Cautamente chiedo: “Lei che si trova sul posto mi può dire qualcosa di questo presunto attacco chimico?”. “È improbabile vi sia stato un attacco chimico – mi risponde – non sarebbe stato possibile poiché le armi chimiche in Siria non ci sono. Oggi – prosegue – la Siria non ha bisogno di attirarsi lo sdegno da parte dell’Occidente attraverso un attacco che vada a colpire la propria stessa popolazione. Siamo abituati a notizie false e manipolate, purtroppo dall’inizio della guerra, seppur alcune immagini siano reali e la situazione sia davvero drammatica, sono stati creati alcuni video ad hoc per mostrare ‘le barbarie del governo di Assad’. Il problema più grande che abbiamo oggi in Siria – prosegue – sono le sanzioni che hanno colpito non certo il potere, ma le fasce più povere della popolazione”.

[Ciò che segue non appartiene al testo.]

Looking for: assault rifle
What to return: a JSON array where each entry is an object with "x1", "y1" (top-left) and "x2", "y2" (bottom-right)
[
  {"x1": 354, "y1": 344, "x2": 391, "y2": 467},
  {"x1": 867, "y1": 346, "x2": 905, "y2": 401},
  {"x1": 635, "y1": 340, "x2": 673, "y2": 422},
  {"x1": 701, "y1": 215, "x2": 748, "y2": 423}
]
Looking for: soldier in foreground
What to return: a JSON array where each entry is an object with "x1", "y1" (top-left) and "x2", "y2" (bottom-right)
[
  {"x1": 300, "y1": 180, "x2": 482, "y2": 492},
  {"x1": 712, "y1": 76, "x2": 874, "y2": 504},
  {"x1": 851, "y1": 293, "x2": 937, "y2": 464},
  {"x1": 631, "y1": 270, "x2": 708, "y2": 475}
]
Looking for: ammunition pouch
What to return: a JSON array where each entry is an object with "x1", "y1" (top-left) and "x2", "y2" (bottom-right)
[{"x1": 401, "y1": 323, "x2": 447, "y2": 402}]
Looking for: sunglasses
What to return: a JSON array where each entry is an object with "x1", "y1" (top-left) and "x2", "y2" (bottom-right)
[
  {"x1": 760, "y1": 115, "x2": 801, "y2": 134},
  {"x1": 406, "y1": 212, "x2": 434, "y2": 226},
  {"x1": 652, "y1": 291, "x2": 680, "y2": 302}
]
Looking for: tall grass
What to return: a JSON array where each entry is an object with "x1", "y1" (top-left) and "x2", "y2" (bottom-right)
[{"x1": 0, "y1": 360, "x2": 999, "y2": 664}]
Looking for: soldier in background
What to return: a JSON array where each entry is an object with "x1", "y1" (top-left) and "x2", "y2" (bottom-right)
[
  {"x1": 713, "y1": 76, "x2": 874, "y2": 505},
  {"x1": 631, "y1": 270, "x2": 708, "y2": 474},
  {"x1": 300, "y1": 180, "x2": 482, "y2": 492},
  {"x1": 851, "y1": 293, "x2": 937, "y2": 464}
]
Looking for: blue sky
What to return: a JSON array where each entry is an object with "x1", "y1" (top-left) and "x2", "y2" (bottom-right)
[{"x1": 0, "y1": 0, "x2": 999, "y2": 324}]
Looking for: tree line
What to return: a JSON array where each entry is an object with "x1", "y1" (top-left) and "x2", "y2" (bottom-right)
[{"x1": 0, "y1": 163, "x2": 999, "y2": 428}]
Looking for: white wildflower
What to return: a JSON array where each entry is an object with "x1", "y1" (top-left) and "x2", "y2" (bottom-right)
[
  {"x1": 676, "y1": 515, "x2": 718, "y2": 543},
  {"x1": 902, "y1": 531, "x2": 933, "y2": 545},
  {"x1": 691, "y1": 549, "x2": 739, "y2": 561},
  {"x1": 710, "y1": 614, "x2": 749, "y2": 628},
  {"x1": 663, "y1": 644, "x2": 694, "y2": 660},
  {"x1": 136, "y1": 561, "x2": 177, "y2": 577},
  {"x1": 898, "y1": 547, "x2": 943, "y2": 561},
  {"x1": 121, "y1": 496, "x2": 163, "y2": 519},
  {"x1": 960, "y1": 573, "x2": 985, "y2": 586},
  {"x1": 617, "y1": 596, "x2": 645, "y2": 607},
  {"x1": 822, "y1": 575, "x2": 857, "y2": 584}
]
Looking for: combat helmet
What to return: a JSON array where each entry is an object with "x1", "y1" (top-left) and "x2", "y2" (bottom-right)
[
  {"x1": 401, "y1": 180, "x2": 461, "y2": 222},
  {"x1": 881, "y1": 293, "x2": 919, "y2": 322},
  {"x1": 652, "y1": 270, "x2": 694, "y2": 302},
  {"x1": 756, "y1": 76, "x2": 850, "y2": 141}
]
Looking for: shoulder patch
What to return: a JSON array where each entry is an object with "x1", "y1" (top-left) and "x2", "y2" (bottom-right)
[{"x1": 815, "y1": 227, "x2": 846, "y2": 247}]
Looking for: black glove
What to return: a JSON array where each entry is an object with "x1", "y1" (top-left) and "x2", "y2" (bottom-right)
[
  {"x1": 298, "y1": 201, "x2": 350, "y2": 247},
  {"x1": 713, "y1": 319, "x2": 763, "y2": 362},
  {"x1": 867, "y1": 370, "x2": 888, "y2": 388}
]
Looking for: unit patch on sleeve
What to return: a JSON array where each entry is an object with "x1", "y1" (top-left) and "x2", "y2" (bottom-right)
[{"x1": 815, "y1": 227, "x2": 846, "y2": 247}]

Dal 2011 l’Unione Europea ha imposto delle sanzioni contro la Siria imponendo l’embargo del petrolio, il blocco di ogni transazione finanziaria e il divieto di commerciare moltissimi beni. Sanzioni che in questi anni hanno contribuito a distruggere la società siriana condannandola alla fame, alle epidemie, alla miseria, favorendo l’attivismo delle milizie combattenti integraliste. “Se davvero volete aiutare il nostro popolo – conclude Bahjat – non sarà attraverso l’invio di missili, ma attraverso il dialogo e la rimozione delle sanzioni. Forse non sapete che a causa delle sanzioni, non abbiamo accesso ai medicinali e a cure mediche perché mancano le strutture specializzate. Vi preoccupate dei nostri bambini, ma sembra non abbiate capito come aiutarci”.